Finding the number of clusters in the data
While most of the time, it is hard to make an educated guess about how many clusters there might be in a dataset ahead of time, not all clustering models can, detect the number of clusters that is in the underlying data. In this tutorial we will look at the Peax clustering model, that determines the number of clusters in a dataset based on how many peaks there are in the data's Kernel Density Estimate.
Warning
Peax, at the moment is only able to cluster data in two-dimensions. If you intend to use it with higher-dimensional data, we recommend that you first reduce the number of dimensions using TSNE.
Data simulation
We will simulate datasets with varying numbers of clusters to see how well the model can detect the number of clusters in the dataset.
We will use scikit-learn's make_blobs utility for this.
import numpy as np
from sklearn.datasets import make_blobs
rng = np.random.default_rng(42)
n_clusters = list(range(1, 10))
Xs = []
ys = []
for n in n_clusters:
centers = rng.normal(0, 10, size=(n, 2))
X, y_true = make_blobs(
centers=centers, n_samples=1000, cluster_std=0.5, random_state=0
)
Xs.append(X)
ys.append(y_true)
Let's plot one of them to see how this roughly looks:
import plotly.express as px
px.scatter(x=Xs[4][:, 0], y=Xs[4][:, 1], color=ys[4])
Recovering the clusters
We will run a Peax model for each of the generated datasets, and then print the Adjusted Rand Index, to see how well the original clustering was recovered. We will also save results into a data frame so we can plot later:
from noloox.cluster import Peax
from sklearn.metrics import adjusted_rand_score
import pandas as pd
records = []
for X, y, n in zip(Xs, ys, n_clusters):
model = Peax(random_state=42)
y_pred = model.fit_predict(X)
n_pred = model.n_components
ari = adjusted_rand_score(y, y_pred)
print(f"N={n}; N_pred={n_pred}; ARI={ari}")
for (x0, x1), pred_label in zip(X, y_pred):
records.append(dict(x0=x0, x1=x1, label=str(pred_label), n=n))
res_df = pd.DataFrame.from_records(records)
N=1; N_pred=1; ARI=1.0
N=2; N_pred=2; ARI=0.28885891668204566
N=3; N_pred=3; ARI=1.0
N=4; N_pred=4; ARI=1.0
N=5; N_pred=5; ARI=1.0
N=6; N_pred=5; ARI=0.8231137071695086
N=7; N_pred=5; ARI=0.7299110696658858
N=8; N_pred=6; ARI=0.6741328694139394
N=9; N_pred=7; ARI=0.7897171474615344
We see that we recover both the number of clusters and cluster membership quite well. It seems that the most problematic one is when we have two clusters.
Let's investigate the results visually:
px.scatter(res_df, x="x0", y="x1", color="label", facet_col="n", facet_col_wrap=3)
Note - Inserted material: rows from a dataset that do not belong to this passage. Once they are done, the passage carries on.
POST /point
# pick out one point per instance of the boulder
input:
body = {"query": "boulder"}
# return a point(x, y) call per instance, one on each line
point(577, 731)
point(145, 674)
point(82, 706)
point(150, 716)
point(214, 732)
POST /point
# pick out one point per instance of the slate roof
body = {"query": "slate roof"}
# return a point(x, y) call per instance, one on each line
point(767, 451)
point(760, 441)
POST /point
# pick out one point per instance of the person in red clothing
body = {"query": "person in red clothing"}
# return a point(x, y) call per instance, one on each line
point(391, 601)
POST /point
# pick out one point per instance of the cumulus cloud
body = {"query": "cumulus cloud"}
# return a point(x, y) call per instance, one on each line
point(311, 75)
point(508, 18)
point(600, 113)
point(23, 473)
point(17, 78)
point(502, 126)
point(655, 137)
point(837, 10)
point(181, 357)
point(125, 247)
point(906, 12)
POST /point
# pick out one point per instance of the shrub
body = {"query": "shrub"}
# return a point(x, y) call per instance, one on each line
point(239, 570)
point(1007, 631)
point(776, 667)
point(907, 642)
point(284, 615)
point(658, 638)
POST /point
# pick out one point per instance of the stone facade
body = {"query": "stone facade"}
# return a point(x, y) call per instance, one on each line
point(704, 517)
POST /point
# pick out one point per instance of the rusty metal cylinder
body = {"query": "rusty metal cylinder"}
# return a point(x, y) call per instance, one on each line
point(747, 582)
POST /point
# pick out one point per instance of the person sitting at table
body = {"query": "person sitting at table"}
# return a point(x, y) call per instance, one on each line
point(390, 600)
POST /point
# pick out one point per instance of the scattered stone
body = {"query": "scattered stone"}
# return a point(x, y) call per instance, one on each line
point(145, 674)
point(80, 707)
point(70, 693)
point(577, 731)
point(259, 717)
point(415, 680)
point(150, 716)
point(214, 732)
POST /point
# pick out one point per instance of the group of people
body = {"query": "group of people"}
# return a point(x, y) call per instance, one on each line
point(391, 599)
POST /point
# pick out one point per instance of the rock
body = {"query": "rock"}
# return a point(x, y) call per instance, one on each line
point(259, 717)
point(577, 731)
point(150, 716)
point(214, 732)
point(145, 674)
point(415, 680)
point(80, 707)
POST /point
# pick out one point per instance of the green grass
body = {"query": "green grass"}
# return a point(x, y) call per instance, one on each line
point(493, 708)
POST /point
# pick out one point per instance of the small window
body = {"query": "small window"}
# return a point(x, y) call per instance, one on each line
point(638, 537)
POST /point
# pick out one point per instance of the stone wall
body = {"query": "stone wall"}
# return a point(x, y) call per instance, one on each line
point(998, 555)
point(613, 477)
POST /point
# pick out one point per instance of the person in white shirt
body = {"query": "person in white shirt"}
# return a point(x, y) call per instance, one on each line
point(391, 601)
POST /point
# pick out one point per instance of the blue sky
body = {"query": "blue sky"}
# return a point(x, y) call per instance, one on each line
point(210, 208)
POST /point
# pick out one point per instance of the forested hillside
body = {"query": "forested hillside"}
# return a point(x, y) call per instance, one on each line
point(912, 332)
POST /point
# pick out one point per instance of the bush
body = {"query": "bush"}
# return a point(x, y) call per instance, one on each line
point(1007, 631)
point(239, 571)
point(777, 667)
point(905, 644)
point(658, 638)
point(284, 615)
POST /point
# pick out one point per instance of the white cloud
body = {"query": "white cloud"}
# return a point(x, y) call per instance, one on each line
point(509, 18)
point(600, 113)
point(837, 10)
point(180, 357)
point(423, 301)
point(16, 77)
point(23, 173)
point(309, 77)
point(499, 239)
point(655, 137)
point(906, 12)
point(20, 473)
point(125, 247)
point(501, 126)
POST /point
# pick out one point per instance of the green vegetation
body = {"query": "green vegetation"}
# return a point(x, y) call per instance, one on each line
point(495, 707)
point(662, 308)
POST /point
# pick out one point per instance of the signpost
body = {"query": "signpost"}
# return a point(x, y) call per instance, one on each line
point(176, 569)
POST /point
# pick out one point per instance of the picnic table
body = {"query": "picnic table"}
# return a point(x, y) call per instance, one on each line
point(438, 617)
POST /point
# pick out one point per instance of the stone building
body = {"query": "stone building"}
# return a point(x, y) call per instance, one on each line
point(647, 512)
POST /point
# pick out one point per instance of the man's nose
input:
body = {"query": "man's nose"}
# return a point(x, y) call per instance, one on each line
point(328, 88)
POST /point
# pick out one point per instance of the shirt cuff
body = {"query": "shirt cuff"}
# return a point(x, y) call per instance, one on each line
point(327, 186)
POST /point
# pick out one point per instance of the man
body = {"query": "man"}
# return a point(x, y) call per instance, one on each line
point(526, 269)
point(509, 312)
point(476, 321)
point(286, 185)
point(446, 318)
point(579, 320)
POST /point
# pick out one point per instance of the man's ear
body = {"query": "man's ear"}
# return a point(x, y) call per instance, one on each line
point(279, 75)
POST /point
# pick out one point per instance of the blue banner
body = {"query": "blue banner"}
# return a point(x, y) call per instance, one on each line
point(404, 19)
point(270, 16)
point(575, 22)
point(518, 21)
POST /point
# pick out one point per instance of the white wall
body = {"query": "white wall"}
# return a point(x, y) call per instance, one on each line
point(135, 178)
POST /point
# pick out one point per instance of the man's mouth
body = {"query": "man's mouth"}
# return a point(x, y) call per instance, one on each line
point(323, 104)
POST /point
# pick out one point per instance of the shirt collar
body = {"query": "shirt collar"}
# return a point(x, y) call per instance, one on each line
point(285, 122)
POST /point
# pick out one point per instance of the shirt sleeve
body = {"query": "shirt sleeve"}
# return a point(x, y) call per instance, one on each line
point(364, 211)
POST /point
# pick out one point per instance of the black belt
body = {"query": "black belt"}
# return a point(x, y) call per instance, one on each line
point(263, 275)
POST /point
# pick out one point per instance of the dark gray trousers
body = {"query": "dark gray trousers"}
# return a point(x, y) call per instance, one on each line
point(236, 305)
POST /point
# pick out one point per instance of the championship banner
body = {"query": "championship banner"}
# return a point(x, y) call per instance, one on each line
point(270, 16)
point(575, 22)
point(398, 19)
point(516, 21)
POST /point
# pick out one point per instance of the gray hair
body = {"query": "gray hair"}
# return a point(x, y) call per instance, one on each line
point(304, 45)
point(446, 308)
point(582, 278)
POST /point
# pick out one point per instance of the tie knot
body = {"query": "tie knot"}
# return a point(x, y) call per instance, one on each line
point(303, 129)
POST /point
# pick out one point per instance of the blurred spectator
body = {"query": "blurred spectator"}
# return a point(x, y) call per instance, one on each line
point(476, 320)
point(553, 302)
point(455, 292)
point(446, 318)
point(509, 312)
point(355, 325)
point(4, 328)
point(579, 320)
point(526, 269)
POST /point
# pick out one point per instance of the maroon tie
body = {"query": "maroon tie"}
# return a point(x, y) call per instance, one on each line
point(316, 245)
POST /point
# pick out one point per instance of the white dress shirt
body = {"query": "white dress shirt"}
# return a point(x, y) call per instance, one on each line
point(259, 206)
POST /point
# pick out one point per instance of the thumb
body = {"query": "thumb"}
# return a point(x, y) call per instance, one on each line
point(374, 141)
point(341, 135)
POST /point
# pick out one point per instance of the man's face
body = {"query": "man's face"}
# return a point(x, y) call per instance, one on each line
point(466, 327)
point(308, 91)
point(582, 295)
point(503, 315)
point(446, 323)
We see that cluster recovery only failed when two clusters were particularly merged together or very close to each other. Now that we see the results, it also makes sense why the model failed on N=2, where the two clusters are merged together. Impressively enough the model still detected that there were two clusters here.